Su sencillez no le permitía pensar e imaginar
más que un breve discurso de sus compañeros, un brindis y partir.
El ruido del reloj lo volvió a la realidad. Y
luego de eso una explosión lo tiró para atrás y lo dejó aturdido en el piso.
Polvo, gritos, y sirenas fue lo que siguió. No logró recordar nada hasta pasado
el mediodía.
Quiso volver luego de recobrar las pocas energías
que habían quedado, con el dolor en los huesos y la cabeza aturdida.
Qué
había pasado, dónde habían quedado las palabras de despedida que esperaba, los
abrazos y los buenos momentos. Todo bajo los escombros; junto con los cuerpos
de sus compañeros, su jefe, sus almanaques marcando los días que faltaban.
Sillas retorcidas, maquinas detenidas, controles sin control. Todo era
destrucción. Así de un momento a otro había volado su historia. ¿Por qué? ¿Por
qué esta despedida tan fatal?
Así transcurrió esa mañana que nunca
olvidaría.
Pudo quedarse con el dolor, con la bronca,
con la furia. Pero pasados los días su cabeza no hacía más que pensar en las
familias de todas las víctimas. Hasta que una mañana, tomó su bolso, partió
como cada uno de los días de su vida, a ese lugar, donde quedaba sólo polvo y
escombros. Miro la desolación del lugar y dijo no vencerse. No por él, que ya
esperaba solo el descanso, sino por sus compañeros que ya no estaban, por su
jefe que lo había respetado y le había hecho amar ese lugar como propio. Plantó
una bandera, convocó a las familias, hijos, hermanos, esposas. Peleó por el
lugar. Buscó la manera de rescatar lo poco que quedaba y empezó a tocar
puertas. Los poderosos -como siempre- dudaban y fallaban.

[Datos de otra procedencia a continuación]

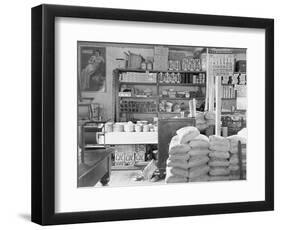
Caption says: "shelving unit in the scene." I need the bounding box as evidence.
[113,69,206,121]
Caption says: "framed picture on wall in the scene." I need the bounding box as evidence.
[31,5,274,225]
[77,41,106,93]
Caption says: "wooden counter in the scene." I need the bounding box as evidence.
[105,132,158,145]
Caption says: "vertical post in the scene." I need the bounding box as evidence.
[215,76,221,136]
[204,48,210,111]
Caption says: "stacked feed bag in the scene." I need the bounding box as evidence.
[205,111,216,126]
[165,135,191,183]
[195,111,208,131]
[208,135,230,181]
[188,134,210,182]
[165,126,210,183]
[227,135,247,180]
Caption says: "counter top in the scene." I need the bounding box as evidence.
[105,132,158,145]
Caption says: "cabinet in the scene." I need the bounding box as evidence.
[113,69,206,121]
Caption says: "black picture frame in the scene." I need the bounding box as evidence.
[31,5,274,225]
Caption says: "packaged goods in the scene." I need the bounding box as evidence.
[228,164,239,172]
[169,136,191,155]
[209,151,230,159]
[210,143,229,152]
[135,145,146,162]
[209,167,230,176]
[206,119,216,126]
[165,175,187,183]
[187,156,209,168]
[188,165,210,178]
[167,158,188,169]
[166,167,188,178]
[104,122,113,133]
[188,148,210,157]
[188,174,210,182]
[208,158,230,167]
[113,123,124,132]
[205,111,216,120]
[177,126,200,144]
[142,160,157,180]
[209,135,229,146]
[209,176,231,181]
[189,134,209,148]
[168,153,190,161]
[229,154,239,164]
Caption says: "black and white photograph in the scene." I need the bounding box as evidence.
[77,41,247,188]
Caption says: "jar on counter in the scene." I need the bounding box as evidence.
[146,61,153,70]
[141,61,146,70]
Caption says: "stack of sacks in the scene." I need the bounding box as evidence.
[208,135,230,181]
[187,134,210,182]
[195,111,208,131]
[165,126,200,183]
[165,135,191,183]
[205,111,216,126]
[227,135,247,180]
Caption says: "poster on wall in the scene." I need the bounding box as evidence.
[78,42,106,93]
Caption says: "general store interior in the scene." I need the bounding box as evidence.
[77,42,247,187]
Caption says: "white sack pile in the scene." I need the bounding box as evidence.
[190,111,216,132]
[165,135,191,183]
[188,134,210,182]
[208,135,230,181]
[227,135,247,180]
[205,111,216,126]
[165,126,210,183]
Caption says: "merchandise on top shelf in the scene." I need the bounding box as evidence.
[222,85,235,99]
[119,72,157,83]
[153,46,169,71]
[182,57,202,71]
[169,60,181,71]
[120,99,157,113]
[124,51,144,69]
[235,60,246,73]
[157,72,206,84]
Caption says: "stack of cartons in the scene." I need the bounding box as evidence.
[153,46,169,71]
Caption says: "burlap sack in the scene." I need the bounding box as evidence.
[208,158,230,167]
[188,174,210,182]
[167,159,188,170]
[168,153,190,161]
[169,136,191,155]
[209,150,230,159]
[187,155,209,168]
[188,165,210,178]
[209,167,230,176]
[166,167,188,178]
[177,126,200,144]
[165,175,187,184]
[188,148,210,157]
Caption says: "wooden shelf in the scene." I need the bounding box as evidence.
[120,111,158,114]
[159,83,206,87]
[119,96,159,100]
[159,111,179,114]
[116,68,206,74]
[119,81,157,86]
[159,96,205,101]
[111,165,144,171]
[115,68,207,121]
[222,97,236,101]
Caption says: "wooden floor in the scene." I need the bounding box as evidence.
[95,170,165,187]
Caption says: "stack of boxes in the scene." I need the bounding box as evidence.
[153,46,169,71]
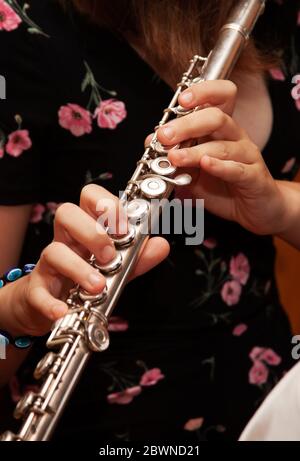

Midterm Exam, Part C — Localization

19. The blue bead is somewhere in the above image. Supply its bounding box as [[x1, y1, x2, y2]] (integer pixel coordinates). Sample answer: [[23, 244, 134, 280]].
[[6, 267, 23, 282], [15, 336, 32, 349], [0, 333, 10, 346], [23, 264, 35, 274]]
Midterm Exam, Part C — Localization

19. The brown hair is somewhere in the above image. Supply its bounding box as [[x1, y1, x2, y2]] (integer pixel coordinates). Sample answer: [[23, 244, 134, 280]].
[[60, 0, 274, 85]]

Pero nada hacía que desistiera.
Fue de a poco reorganizando, primero la gente, luego el lugar y por último
nuevamente a tocar puertas.
Cuando todo está en ruinas, la vida, las
cosas, la gente, el país; allí se ve con claridad, quién viene al rescate y
quién tira más piedras.
Casi en simultáneo como en paralelo
observaba, anotaba. Los años y la experiencia lo ponían al final de su camino,
nuevamente en la meta de partida. Y es difícil, a veces no queremos volver a
largar, por cansancio, por el dolor de las heridas. Pero el mate, la energía de
los más jóvenes hicieron que poco a poco las paredes se levantaran. Los gritos
de dolor, el silencio, comenzaban una pelea cara a cara con voces, canciones,
hasta algunas tímidas risas de los más pequeños que acompañaban a sus padres.
Pasaron dos años, y en aquel lugar una
esperanza se ponía nuevamente en marcha.
Él, era el gran protagonista. Aunque se
escondía detrás de todas sus vergüenzas, sentía en el pecho la felicidad de lo
logrado. Estaba parado frente al reloj nuevamente. No iba a marcar la tarjeta.
El destino lo había puesto en otro lugar.
Fue el jefe de la reconstrucción, fue el
patrón de todas las lágrimas y los lamentos y supo conducir a todo ese equipo a
un destino triunfal.
Trabajó sin descanso por lo que creía justo,
y de golpe su corazón volvió a la mesa de su casa de niño, a los esfuerzos de
sus padres, a la calle, al barro, a la mesa con pan y mate cocido, a las zapas
de lluvia y a las rotas, al baño frío, y a la panza vacía.
Se sonrió por dentro -sólo esbozo una mueca-
pero estaba feliz, no sabía si vendría ahora su tiempo de descanso, al menos
sabía que su tiempo de lucha estaba cumplido.